E c’è ancora Alfio "‘a Carbunara", il personaggio più appartato. Nato nel ’13, è un uomo fatto. Si fa assumere alla giornata a spalare carbone dagli autotreni, per mantenere la madre vecchia e cieca. Di sera frequenta i ritrovi come gli altri; ma ama anche allontanarsi lungo le strade di periferia, "in cerca", spiega la questura, "di avventure". Nella foto segnaletica porta un foulard a sbuffo che fa risaltare, per contrasto, il volto quadrato e chiuso, certo già preso dal pensiero di quella madre.

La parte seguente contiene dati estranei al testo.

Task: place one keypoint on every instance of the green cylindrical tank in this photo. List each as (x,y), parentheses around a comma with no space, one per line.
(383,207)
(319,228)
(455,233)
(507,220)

Infine, giovanissimo, Salvatore. Non ho detto il suo nomignolo, ispirato al mondo dell’opera. L’ho lasciato per ultimo perché è assolutamente perfetto. E’ un nome leggero e mobile, ideale per un testimone attentissimo e onnipresente. Ma c’è di più. Catania è la città di Bellini, il musicista “tutto cuore”; e Salvatore, con vera arte della provocazione, si è preso invece il nome del personaggio pucciniano più eccessivo, più languido, patetico fino al kitsch. Un personaggio, infine, che racconta la storia esemplare dell’arrusu: uno “straniero” amato con passione, ma alla fine sacrificato freddamente alla legge del matrimonio. Salvatore è la Butterfly: "‘a Betteflài".